第六居住区火災!
応急隊、艦が停泊中夕方から編成されるのが応急隊である。
艦に残る五六名が整列してポンプの試運転などを行う。
因みに副直士官の前に整列するとき。
ホヒー、ヒホー。おー! (小声で)きゅうたぃ・・・・・。と玄門当番がサイドパイプを鳴らして申告する。
上陸員整列の時は。
ホヒー、ヒホー。じょー! (小声で)りくいん・・・・・・。なぜか最後まで言わない。
話を戻してこの応急隊は近くの船の火事や、民家の火事などにも出動することがある。
なので普通の消防士に迷惑がられる事もある。
海自の人達は無謀に火の中に入っていく、と愚痴を言われるのだ。
仕方無い、そう言う訓練があるのだから。
建物が崩れるなんて思っていないのだ、私達が良くやる訓練は防火防水訓練だ。
陸上では丸タンクと機関室がある。
丸タンクは直径10メートル高さ150センチぐらいの大きな丸いタンクに薄く水を張り、そこへガソリンを入れて火を点ける。
するとゴウゴウと火柱があがるので、そこへ万能ノズルと言われている筒先を持った二人一組が水霧を吹き出しながら近付き、縁まで来たところで。
「右! 左! 右! 左!」とタイミングを合わせて左右にノズル付ホースを振る。タイミングを誤るとガチン! とノズル同士がぶつかることになる。
すると火が弱まった所で後ろに付いている班長がー。
「グースネック!」と言うので復唱してホースを上に持ち上げノズルを下にして残った火を消していく。
次に機関室だが、見た目は鉄筋コンクリートの平屋だが、中は迷路のようになっており通路や部屋は鉄製の網がひかれてある。
そこにも薄く水が入れてあり、今度は何と足下にガソリンが投入される。
私達の服装は一応防火服だが、厚手のゴワゴワしたフード付きの服だ。口にはタオルだけで息が出来なくなるから濡らすな、と言われている。
ガスマスクなどない、ただのタオルだ。
それで入り口からモクモクと黒い煙が上がる建物の中に入っていくのだから大した物だ。
三人組で交替しながら入って行くのだが私は何故か先頭を任せてはもらえなかった、うーん何故だ。

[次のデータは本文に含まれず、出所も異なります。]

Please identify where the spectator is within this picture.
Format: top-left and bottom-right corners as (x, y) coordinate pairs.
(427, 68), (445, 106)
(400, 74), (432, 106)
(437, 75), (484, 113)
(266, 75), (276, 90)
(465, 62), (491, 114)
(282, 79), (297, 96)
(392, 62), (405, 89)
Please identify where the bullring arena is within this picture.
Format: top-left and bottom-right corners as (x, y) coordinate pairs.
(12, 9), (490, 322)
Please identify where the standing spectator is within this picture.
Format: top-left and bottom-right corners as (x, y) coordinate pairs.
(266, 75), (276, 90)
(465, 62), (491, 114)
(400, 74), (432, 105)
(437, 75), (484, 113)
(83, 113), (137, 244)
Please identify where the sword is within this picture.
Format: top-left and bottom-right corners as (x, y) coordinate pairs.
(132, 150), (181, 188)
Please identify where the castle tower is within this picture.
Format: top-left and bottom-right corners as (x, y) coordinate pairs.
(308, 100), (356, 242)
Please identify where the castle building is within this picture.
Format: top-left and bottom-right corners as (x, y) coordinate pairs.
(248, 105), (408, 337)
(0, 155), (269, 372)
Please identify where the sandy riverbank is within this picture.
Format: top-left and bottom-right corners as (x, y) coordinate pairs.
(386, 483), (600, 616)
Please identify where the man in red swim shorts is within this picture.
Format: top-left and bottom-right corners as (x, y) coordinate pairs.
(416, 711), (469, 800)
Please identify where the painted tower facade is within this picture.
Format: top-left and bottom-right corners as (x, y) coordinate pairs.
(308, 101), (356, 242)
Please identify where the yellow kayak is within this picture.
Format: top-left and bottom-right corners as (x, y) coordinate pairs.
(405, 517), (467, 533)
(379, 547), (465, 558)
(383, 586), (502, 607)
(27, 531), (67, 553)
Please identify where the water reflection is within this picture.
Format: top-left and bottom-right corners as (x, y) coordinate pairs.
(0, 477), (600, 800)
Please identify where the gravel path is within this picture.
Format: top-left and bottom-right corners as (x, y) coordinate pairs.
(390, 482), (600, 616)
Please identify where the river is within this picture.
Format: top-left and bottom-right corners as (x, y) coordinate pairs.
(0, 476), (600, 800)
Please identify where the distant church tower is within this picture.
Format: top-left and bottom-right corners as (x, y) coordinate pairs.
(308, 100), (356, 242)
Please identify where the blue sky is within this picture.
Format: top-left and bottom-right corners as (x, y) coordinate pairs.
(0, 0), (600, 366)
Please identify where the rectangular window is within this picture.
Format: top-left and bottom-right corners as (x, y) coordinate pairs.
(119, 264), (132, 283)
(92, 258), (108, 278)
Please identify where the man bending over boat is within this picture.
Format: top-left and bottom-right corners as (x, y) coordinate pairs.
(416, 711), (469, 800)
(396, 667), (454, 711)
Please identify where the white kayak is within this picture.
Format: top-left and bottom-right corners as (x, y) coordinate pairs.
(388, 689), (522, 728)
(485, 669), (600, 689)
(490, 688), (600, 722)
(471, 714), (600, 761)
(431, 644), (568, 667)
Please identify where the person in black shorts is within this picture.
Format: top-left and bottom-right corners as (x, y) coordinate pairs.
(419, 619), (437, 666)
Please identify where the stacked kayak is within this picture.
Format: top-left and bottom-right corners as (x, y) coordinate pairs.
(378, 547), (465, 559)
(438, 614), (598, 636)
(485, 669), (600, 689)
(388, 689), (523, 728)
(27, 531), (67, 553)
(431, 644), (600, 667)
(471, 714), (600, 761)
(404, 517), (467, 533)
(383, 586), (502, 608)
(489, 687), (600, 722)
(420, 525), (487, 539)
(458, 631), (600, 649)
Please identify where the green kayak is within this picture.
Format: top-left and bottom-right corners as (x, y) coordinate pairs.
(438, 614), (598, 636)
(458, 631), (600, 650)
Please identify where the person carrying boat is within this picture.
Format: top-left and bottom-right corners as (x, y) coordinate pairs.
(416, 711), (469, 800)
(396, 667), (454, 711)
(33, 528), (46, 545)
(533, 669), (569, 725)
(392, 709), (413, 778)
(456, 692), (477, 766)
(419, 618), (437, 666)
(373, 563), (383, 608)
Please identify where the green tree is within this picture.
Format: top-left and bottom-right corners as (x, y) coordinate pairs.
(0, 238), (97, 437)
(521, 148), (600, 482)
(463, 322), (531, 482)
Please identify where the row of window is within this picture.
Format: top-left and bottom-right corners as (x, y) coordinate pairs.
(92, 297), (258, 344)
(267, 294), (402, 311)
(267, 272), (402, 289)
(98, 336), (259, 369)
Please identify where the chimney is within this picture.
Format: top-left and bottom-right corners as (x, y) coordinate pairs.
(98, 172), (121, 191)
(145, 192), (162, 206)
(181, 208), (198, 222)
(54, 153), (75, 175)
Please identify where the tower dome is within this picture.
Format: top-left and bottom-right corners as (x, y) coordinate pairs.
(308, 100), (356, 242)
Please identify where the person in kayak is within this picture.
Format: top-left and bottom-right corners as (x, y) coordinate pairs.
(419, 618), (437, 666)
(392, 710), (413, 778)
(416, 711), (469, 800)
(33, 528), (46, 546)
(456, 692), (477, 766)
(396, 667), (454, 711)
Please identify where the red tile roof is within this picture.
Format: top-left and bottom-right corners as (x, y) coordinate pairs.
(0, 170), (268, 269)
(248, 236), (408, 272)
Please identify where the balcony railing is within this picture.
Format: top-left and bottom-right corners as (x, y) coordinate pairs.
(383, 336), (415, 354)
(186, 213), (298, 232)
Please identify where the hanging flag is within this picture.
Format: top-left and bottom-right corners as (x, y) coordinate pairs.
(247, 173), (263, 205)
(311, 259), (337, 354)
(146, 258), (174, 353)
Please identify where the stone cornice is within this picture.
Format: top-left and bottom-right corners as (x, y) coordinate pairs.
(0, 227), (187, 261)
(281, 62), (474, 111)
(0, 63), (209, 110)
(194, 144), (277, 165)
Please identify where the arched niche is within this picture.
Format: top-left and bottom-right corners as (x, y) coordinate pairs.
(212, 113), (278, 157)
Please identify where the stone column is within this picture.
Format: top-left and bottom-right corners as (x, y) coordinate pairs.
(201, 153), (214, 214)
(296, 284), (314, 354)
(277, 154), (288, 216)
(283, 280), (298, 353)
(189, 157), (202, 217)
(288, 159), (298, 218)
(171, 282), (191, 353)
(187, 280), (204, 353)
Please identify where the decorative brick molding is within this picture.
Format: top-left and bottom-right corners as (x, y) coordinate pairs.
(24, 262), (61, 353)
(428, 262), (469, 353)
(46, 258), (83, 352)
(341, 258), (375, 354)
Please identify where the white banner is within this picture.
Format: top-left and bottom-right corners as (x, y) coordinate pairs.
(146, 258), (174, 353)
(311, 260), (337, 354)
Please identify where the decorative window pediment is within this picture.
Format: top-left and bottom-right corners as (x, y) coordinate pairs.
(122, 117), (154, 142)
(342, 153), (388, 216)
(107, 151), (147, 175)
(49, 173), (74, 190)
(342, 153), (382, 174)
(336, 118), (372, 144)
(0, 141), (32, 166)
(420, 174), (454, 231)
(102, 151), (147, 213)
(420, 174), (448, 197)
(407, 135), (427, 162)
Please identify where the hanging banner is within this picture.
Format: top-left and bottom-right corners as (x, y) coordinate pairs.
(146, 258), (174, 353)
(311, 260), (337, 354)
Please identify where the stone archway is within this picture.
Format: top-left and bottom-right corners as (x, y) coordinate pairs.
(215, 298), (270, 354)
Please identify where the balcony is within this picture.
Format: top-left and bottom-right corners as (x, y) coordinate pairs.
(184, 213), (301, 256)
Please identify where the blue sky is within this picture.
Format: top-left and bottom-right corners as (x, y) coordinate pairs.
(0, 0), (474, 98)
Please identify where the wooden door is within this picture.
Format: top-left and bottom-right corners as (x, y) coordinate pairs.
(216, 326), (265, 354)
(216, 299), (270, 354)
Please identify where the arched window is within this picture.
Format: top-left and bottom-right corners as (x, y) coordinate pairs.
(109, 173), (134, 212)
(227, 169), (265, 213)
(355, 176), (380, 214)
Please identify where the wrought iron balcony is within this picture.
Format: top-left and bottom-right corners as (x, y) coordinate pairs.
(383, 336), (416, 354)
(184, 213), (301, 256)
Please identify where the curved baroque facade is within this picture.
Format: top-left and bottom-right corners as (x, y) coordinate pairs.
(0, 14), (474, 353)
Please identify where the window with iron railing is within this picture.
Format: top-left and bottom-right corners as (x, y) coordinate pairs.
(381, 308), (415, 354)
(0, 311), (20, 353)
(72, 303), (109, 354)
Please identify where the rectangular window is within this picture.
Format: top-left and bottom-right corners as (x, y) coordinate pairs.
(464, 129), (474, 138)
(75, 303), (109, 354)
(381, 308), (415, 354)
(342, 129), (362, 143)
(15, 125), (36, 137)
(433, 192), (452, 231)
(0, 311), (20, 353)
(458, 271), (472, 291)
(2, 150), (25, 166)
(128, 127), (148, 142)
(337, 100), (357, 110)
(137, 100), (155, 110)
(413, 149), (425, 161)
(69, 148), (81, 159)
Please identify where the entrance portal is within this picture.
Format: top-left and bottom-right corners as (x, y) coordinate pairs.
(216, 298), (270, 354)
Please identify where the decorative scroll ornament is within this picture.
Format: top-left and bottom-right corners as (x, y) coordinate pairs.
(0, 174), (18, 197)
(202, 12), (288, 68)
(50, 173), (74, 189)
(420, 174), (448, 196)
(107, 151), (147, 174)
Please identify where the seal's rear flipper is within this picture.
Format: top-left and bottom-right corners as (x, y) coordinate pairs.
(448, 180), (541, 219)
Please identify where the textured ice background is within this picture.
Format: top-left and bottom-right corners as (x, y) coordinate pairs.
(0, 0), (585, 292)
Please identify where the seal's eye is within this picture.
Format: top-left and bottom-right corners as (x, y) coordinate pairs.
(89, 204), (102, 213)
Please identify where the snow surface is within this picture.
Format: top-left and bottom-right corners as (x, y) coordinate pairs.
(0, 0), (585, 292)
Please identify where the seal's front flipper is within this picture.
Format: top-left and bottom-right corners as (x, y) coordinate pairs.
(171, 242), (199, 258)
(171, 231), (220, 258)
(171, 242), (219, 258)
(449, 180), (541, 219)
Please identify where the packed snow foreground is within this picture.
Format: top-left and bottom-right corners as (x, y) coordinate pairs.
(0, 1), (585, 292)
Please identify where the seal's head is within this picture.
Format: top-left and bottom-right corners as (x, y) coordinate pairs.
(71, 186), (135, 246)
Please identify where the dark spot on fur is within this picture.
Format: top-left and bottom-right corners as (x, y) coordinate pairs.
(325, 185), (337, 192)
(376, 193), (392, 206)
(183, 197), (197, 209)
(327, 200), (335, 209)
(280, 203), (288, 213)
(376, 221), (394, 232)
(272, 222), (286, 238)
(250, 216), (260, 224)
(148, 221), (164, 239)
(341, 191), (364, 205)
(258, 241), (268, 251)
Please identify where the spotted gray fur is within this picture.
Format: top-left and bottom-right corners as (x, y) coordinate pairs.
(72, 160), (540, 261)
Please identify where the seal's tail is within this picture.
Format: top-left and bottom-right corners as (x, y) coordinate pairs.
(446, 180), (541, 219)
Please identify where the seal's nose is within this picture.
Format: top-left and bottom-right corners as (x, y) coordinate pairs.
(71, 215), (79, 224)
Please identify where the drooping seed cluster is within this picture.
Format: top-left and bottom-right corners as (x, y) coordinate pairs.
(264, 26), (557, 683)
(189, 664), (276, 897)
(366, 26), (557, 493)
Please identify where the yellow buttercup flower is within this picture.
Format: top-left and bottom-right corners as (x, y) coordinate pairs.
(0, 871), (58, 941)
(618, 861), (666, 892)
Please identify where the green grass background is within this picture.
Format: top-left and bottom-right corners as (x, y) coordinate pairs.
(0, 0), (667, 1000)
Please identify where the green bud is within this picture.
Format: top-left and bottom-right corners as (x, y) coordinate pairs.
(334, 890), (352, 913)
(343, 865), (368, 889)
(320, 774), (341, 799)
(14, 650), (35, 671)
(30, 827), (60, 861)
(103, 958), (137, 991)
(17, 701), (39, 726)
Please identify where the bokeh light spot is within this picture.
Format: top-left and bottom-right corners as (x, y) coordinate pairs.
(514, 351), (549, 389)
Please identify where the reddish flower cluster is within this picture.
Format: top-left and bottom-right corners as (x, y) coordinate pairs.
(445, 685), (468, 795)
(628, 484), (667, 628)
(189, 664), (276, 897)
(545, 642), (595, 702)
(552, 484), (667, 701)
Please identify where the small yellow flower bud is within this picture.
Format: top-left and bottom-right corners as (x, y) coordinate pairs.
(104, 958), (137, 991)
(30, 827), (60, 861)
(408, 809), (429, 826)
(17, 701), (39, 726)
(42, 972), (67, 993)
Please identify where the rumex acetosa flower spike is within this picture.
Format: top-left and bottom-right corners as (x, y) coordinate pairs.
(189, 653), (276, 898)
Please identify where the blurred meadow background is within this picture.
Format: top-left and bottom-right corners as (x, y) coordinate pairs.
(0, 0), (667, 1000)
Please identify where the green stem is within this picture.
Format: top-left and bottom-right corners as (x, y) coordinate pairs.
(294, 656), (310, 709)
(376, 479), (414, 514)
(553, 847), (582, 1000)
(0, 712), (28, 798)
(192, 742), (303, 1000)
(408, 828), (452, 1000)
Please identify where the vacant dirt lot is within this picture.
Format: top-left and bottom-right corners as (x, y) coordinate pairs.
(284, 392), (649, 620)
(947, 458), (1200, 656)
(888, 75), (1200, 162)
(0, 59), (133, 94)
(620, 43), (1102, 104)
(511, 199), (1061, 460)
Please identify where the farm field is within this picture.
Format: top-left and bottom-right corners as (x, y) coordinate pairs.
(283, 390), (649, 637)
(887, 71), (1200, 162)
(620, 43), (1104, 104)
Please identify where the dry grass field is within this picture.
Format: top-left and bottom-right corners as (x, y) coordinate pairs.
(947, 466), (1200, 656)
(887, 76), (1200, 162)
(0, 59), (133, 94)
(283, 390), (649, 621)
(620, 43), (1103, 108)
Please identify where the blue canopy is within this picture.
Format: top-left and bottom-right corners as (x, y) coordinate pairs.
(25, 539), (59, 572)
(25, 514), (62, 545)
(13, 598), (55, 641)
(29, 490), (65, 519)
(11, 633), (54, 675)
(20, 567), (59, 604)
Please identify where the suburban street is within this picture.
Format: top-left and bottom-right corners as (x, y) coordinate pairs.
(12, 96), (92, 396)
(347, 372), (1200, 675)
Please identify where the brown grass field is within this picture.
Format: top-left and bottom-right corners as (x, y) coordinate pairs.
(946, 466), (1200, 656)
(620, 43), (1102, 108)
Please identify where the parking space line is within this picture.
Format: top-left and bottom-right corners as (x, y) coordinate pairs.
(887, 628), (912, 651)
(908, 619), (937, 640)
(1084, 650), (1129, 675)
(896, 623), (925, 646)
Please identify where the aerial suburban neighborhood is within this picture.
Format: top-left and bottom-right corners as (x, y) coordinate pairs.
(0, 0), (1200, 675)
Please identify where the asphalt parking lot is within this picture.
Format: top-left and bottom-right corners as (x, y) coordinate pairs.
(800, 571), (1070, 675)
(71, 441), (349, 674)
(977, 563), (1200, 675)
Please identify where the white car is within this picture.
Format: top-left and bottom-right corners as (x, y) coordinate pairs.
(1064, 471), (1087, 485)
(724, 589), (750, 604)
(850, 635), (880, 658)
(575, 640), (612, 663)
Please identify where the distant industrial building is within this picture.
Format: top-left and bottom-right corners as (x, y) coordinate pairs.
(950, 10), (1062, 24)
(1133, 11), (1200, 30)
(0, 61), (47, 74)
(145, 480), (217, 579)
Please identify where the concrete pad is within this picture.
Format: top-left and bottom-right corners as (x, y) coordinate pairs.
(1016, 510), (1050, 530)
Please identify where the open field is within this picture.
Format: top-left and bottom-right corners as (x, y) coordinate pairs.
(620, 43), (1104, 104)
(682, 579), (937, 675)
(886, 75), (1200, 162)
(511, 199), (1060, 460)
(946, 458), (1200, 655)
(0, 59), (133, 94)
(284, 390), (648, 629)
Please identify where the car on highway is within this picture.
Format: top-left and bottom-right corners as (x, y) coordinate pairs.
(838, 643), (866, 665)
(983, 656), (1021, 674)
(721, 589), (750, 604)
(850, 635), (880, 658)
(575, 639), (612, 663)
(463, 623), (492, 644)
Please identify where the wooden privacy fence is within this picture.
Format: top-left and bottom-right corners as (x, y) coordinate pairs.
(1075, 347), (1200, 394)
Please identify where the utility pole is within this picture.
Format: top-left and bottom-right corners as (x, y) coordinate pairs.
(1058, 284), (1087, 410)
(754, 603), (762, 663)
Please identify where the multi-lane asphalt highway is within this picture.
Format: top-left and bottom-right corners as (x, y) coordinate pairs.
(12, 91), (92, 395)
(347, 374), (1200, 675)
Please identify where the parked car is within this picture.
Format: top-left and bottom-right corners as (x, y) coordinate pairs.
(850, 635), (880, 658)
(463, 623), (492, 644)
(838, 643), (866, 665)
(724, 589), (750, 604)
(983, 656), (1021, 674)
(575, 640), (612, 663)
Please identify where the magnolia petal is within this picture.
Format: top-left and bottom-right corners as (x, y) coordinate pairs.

艦内ではもちろんガソリンなんか使えない、みんな「想定」で行われる。
しかしこの想定がおかしい、火災が起こる場所が固定されている。
火災が起こる場所は必ず隊員の居住区だ、士官室やその他が火災になったことがない。
まぁいろいろと面倒なのは分かるが、たまには違う所を火災にしても良いのではないだろうか。
あ、たまにではあるが寝過ごしていつの間にかベッドの周りが「想定火災」になったことがあるようだ。その時は何とか隠れることができたらしい。
艦内での火災の時はOBAというガスマスクを装着する。
今は銀色の服装で後ろにポンペを背負う形になっているみたいだが、私が居た頃はまだ厚手の真っ黒な服装に、胸の前にカートリッジを装着していた。
このカートリッジには下に差し込み口が在り平たいタンクをバシャン! と差し込むと酸素が発生する。
その酸素を吸って二酸化炭素をまたタンクに送ると又酸素が作られる仕組みになっている。
なので口元には吸い口と吐き出し口の二本のホースが付いている。マスク装着を確認するにはホースを握って息を吐く。
行動時間は大体四十分、カートリッジの横にねじ式のタイマーが付けられており時間が来るとベルが鳴る。
これは使うと熱を発するので使い終わったら速海に捨てる。
自分が吐いた二酸化炭素を使うのは大戦中の決戦兵器にあったね。